Module: sigma_g_filter#
Functions to help with the SigmaG clipping.
For more details see: Sifting Through the Static: Moving Object Detection in Difference Images by Smotherman et. al. 2021
- class kbmod.filters.sigma_g_filter.SigmaGClipping(low_bnd=25, high_bnd=75, n_sigma=2, clip_negative=False)[source]#
This class contains the basic information for performing SigmaG clipping.
- Attributes:
- low_bndfloat
The lower bound of the interval to use to estimate the standard deviation.
- high_bndfloat
The upper bound of the interval to use to estimate the standard deviation.
- n_sigmafloat
The number of standard deviations to use for the bound.
- clip_negativebool
A Boolean indicating whether to use negative values when computing standard deviation.
- coefffloat
The precomputed coefficient based on the given bounds.
Methods
Compute the SigmaG clipping on the given likelihood curve.

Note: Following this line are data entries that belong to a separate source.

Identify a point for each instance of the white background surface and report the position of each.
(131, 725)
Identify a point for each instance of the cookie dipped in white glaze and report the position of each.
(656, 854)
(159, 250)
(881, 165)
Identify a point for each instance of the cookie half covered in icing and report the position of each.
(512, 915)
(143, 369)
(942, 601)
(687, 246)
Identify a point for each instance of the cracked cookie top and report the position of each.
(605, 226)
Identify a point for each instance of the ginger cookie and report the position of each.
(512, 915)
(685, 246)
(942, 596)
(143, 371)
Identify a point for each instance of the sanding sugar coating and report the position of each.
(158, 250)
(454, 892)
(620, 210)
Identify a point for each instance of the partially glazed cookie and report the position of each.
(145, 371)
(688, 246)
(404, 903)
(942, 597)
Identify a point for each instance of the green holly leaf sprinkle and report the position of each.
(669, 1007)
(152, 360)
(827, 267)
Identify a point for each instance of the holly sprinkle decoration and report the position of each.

Compute the SigmaG clipping on a matrix containing curves where each row is a single curve at different time points.
find_sigma_g_coeff
(low_bnd, high_bnd)Compute the sigma G coefficient from the upper and lower bounds of the percentiles.
invert_gauss_cdf
- compute_clipped_sigma_g(lh)[source]#
Compute the SigmaG clipping on the given likelihood curve. Points are eliminated if they are more than n_sigma*sigmaG away from the median.
- Parameters:
- lhnumpy array
A single likelihood curve.
- Returns:
- good_index: numpy array
The indices that pass the filtering for a given set of curves.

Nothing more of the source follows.